July 11, 2011
Max V. De Leon
The European Chamber of Commerce of the Philippines (ECCP) is leading the private sector in a renewed campaign to conserve energy asserting that a mere 20 percent savings in the country's annual power consumption of 8 gigawatts (GW) will fill the gap in meeting foreseen shortages, even if the country forgo with the construction of new power plants.
Hubert d'Aboville, ECCP president, said energy conservation is the country's solution to the reluctance of investors to establish new power plants particularly in the field of renewable energy (RE) with the delay in the issuance of the guidelines for the feed-in tariffs (FIT).
"Given the poor prospect of major investments in the power sector, ECCP thought it was wise to manage the demand side by embarking on an efficiency campaign," he said.
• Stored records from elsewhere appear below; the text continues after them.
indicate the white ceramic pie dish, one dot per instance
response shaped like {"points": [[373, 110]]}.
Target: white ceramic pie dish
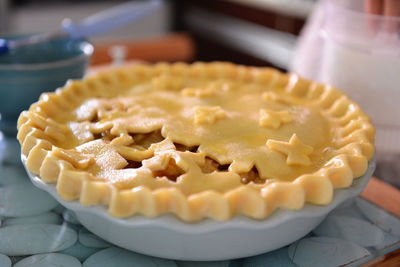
{"points": [[168, 237]]}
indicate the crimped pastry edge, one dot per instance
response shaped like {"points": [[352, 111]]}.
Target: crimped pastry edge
{"points": [[355, 149]]}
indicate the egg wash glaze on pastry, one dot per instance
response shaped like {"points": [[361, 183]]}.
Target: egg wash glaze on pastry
{"points": [[202, 140]]}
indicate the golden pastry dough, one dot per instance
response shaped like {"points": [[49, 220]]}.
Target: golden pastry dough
{"points": [[202, 140]]}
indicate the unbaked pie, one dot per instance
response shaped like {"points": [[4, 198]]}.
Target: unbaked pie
{"points": [[202, 140]]}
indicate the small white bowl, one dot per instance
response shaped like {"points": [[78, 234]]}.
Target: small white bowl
{"points": [[207, 240]]}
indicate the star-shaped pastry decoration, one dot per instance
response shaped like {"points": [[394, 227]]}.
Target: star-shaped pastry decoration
{"points": [[274, 119], [297, 152], [208, 114]]}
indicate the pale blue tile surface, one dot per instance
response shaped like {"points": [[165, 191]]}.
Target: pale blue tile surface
{"points": [[49, 260], [117, 257]]}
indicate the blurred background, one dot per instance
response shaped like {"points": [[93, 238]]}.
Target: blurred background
{"points": [[251, 32], [255, 32]]}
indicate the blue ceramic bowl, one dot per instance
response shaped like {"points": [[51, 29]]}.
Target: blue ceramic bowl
{"points": [[28, 71]]}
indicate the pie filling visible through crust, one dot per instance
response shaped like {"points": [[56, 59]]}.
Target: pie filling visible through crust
{"points": [[202, 140]]}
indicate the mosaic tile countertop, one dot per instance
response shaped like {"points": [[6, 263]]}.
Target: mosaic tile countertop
{"points": [[36, 231]]}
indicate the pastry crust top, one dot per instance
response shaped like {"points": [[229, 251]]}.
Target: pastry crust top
{"points": [[202, 140]]}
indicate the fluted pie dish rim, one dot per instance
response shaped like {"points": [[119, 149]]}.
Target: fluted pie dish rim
{"points": [[45, 130]]}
He said a 10-percent to 20-percent reduction in power consumption through various energy-saving schemes that will be employed by households and corporations is doable if the public would be made aware of the problem and mindful of the need to be energy-efficient.
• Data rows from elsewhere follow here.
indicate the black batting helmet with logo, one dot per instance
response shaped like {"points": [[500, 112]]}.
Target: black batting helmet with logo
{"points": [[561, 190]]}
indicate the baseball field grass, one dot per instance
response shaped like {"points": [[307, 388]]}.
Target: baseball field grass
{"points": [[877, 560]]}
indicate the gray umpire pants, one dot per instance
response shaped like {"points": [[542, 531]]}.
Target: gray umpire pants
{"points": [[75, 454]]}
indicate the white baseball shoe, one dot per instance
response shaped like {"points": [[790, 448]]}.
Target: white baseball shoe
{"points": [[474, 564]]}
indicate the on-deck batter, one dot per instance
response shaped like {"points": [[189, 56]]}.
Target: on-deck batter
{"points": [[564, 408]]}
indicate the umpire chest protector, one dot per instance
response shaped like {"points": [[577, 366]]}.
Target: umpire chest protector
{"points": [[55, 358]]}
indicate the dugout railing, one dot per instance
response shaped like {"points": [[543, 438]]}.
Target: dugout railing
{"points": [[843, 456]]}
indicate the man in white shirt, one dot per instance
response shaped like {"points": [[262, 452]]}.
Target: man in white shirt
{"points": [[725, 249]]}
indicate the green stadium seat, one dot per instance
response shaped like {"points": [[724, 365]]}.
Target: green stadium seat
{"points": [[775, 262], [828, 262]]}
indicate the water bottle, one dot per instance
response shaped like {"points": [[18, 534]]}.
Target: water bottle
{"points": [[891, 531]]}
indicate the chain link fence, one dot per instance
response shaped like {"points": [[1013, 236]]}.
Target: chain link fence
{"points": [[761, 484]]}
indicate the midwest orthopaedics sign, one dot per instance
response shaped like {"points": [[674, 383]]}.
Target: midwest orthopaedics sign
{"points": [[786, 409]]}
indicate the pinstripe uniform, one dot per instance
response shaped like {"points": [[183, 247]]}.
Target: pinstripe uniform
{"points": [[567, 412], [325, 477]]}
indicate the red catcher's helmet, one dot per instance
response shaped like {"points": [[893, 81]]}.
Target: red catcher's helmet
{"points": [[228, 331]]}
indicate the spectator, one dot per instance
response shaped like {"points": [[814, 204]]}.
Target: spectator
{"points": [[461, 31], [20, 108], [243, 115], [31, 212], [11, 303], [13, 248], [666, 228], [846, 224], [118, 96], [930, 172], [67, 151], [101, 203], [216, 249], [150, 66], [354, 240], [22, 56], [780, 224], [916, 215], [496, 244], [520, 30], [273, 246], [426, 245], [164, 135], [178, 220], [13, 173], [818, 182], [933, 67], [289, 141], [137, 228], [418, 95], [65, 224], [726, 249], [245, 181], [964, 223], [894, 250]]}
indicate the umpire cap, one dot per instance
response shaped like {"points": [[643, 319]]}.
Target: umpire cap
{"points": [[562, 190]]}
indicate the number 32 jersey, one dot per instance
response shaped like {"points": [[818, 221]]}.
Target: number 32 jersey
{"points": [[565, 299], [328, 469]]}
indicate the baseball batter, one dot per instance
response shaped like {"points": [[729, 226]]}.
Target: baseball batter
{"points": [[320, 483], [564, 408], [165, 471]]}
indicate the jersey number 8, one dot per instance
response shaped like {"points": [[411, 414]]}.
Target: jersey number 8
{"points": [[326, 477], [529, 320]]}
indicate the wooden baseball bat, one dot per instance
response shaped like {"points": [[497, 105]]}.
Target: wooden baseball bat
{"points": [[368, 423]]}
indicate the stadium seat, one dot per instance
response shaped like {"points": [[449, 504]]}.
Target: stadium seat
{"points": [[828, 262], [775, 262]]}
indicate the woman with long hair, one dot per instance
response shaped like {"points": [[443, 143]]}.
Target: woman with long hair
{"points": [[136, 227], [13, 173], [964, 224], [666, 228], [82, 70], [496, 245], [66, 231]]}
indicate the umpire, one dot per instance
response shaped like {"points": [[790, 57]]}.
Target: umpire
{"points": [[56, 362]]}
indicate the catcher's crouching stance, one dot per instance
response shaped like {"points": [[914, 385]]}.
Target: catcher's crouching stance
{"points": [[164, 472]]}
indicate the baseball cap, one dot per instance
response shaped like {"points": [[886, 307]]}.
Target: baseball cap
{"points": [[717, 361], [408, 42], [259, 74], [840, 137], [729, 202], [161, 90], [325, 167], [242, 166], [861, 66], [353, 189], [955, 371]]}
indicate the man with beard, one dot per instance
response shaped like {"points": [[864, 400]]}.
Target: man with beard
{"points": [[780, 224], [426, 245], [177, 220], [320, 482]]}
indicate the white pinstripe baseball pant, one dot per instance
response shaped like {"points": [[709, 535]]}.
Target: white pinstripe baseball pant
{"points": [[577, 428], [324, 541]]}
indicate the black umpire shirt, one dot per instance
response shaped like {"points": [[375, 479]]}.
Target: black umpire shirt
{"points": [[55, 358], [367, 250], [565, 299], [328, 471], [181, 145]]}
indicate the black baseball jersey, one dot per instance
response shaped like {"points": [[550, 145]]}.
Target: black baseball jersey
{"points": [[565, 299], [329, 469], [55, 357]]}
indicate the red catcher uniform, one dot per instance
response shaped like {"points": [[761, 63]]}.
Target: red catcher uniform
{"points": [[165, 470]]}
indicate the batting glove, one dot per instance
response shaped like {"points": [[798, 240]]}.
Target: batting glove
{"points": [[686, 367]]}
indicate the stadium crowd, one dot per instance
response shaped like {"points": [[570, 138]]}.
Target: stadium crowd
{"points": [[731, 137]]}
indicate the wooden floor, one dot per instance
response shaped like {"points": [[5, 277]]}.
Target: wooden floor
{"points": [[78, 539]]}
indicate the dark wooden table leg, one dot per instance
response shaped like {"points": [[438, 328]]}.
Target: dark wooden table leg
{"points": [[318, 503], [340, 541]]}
D'Aboville said a 10-percent savings in the 8-GW annual national consumption translates to an additional 800 (MW) of power supply without constructing new power plants.
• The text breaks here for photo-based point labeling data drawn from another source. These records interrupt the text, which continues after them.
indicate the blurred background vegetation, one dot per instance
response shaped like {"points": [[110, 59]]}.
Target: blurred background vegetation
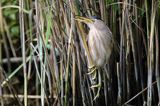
{"points": [[42, 58]]}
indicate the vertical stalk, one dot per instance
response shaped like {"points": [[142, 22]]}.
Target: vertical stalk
{"points": [[22, 35]]}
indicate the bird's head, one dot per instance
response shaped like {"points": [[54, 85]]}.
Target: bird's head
{"points": [[87, 20]]}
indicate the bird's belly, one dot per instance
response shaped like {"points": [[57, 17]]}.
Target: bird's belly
{"points": [[100, 51]]}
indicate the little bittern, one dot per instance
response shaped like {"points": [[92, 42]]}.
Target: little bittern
{"points": [[100, 42]]}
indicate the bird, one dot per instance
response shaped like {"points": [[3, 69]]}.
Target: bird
{"points": [[100, 44]]}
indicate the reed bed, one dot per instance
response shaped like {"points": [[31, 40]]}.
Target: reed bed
{"points": [[43, 53]]}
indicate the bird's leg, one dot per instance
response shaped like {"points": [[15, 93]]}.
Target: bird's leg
{"points": [[97, 86]]}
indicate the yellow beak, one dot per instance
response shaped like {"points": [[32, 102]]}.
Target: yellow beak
{"points": [[83, 19]]}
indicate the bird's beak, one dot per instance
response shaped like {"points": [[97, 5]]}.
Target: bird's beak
{"points": [[83, 19]]}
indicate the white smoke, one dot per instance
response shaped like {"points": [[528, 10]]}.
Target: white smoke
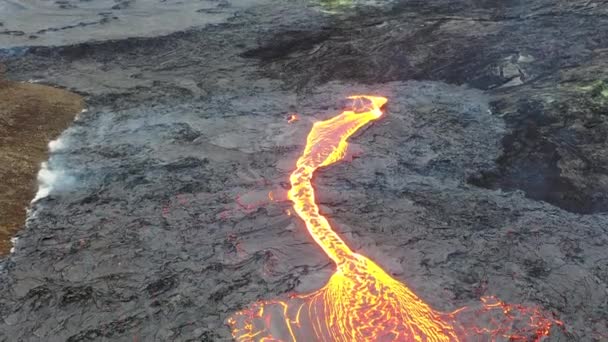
{"points": [[13, 243], [51, 178]]}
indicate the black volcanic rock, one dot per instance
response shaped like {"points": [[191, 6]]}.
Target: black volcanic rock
{"points": [[486, 177]]}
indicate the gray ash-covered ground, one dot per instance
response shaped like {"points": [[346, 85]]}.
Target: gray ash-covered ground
{"points": [[486, 177]]}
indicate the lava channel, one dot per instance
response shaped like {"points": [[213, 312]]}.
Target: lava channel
{"points": [[361, 302]]}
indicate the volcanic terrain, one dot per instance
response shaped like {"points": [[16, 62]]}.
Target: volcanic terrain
{"points": [[167, 209]]}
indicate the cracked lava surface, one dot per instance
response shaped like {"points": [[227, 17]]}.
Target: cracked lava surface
{"points": [[361, 302]]}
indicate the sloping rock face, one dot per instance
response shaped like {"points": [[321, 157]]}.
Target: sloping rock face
{"points": [[486, 177]]}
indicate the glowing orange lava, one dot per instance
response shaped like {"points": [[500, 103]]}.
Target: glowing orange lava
{"points": [[293, 118], [361, 302]]}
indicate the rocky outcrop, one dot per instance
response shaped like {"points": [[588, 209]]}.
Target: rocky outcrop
{"points": [[485, 177]]}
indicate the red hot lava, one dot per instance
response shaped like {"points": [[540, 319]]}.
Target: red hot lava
{"points": [[361, 302]]}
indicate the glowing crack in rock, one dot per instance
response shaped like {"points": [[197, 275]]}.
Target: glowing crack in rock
{"points": [[361, 302]]}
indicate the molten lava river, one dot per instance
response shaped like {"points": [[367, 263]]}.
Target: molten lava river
{"points": [[361, 302]]}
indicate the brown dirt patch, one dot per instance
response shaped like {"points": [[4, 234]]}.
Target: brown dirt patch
{"points": [[31, 115]]}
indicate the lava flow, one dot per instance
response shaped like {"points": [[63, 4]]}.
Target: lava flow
{"points": [[361, 302]]}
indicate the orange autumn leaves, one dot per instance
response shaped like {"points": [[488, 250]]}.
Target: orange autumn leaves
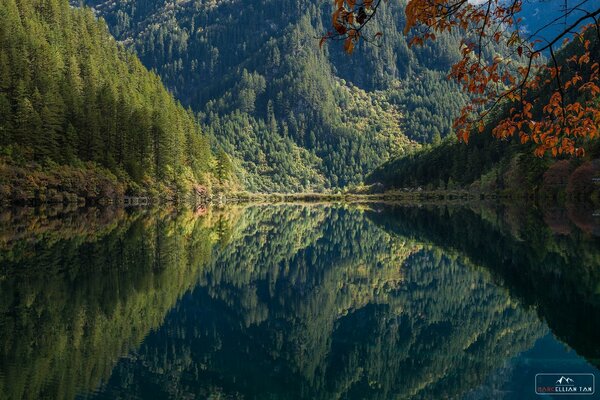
{"points": [[560, 122], [348, 19]]}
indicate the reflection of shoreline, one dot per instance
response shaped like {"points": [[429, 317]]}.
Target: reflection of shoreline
{"points": [[559, 275], [330, 307], [81, 289]]}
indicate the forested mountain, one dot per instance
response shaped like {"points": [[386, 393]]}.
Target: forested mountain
{"points": [[294, 117], [83, 115], [489, 164]]}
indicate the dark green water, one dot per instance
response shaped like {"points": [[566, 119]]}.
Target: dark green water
{"points": [[296, 302]]}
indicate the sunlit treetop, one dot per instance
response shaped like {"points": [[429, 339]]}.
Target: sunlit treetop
{"points": [[561, 123]]}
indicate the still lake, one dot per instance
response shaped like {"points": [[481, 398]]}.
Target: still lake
{"points": [[297, 301]]}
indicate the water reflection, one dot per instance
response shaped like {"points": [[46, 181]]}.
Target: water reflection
{"points": [[292, 301]]}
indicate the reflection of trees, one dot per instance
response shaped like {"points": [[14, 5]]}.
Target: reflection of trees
{"points": [[317, 302], [77, 297], [557, 274]]}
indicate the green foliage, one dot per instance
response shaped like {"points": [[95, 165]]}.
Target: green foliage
{"points": [[292, 116], [69, 92]]}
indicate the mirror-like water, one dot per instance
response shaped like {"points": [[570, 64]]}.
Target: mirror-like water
{"points": [[296, 302]]}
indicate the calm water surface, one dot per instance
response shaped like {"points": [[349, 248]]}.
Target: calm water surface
{"points": [[296, 302]]}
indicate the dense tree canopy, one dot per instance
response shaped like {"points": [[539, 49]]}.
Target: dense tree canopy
{"points": [[570, 114], [70, 94]]}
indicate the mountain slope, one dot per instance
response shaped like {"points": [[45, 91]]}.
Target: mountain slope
{"points": [[70, 94], [488, 164], [284, 108]]}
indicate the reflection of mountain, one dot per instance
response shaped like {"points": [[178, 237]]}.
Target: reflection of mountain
{"points": [[317, 302], [74, 300], [558, 275]]}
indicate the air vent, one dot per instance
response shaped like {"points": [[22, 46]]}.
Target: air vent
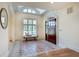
{"points": [[70, 10]]}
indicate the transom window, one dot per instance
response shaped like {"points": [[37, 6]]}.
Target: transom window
{"points": [[30, 27]]}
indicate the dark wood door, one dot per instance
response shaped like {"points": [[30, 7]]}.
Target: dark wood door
{"points": [[51, 30]]}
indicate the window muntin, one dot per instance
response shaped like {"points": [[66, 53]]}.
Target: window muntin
{"points": [[30, 27]]}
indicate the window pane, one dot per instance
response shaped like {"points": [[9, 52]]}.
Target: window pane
{"points": [[33, 11], [25, 28], [34, 21], [25, 21], [29, 11], [34, 27], [29, 21], [30, 27], [30, 32]]}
European Chamber of Commerce of the Philippines president Hubert d'Aboville (center) thresh out the details of a renewed-energy-saving drive in the private sector with Ed Chua (left), chairman of Pilipinas Shell and Jesse Ang, resident representative of the International Finance Corp., at a press conference on the upcoming Second Philippine Energy Efficiency Forum 2011 that will be held on July 19, at the SMX Convention Center. ~ Nonie Reyes
The 800-MW savings, he said, is equivalent to three new power plants. It will also be enough to resolve power shortage in the Visayas and Mindanao, he pointed out.
Jesse Ang, resident representative of the International Finance Corp. (IFC), said a prolonged delay in the issuance of the FIT guidelines could totally drive away investors interested in participating in RE projects.
He said a similar instance transpired when the Epira (Electric Power Industry Reform Act of 2001) took five years to be "operationalized."
"They don't need three years to do it [FIT rules]. At the end of the day, the investors will look at the law," Ang said.
Realizing the reluctance of the private sector to invest in new power facilities, the ECCP and IFC have teamed up with some corporations in staging the Second Philippine Energy Efficiency Forum (PEEF) 2011 on July 19 at the SMX Convention Center.
"For the second PEEF, we decided to focus on bringing together stakeholders that are implementing energy efficiency programs, thus the theme 'Synergizing Partnerships for an Energy Efficient and Competitive Philippines.' We will see more initiatives and commitments from both the public and private sectors both local and international," he said.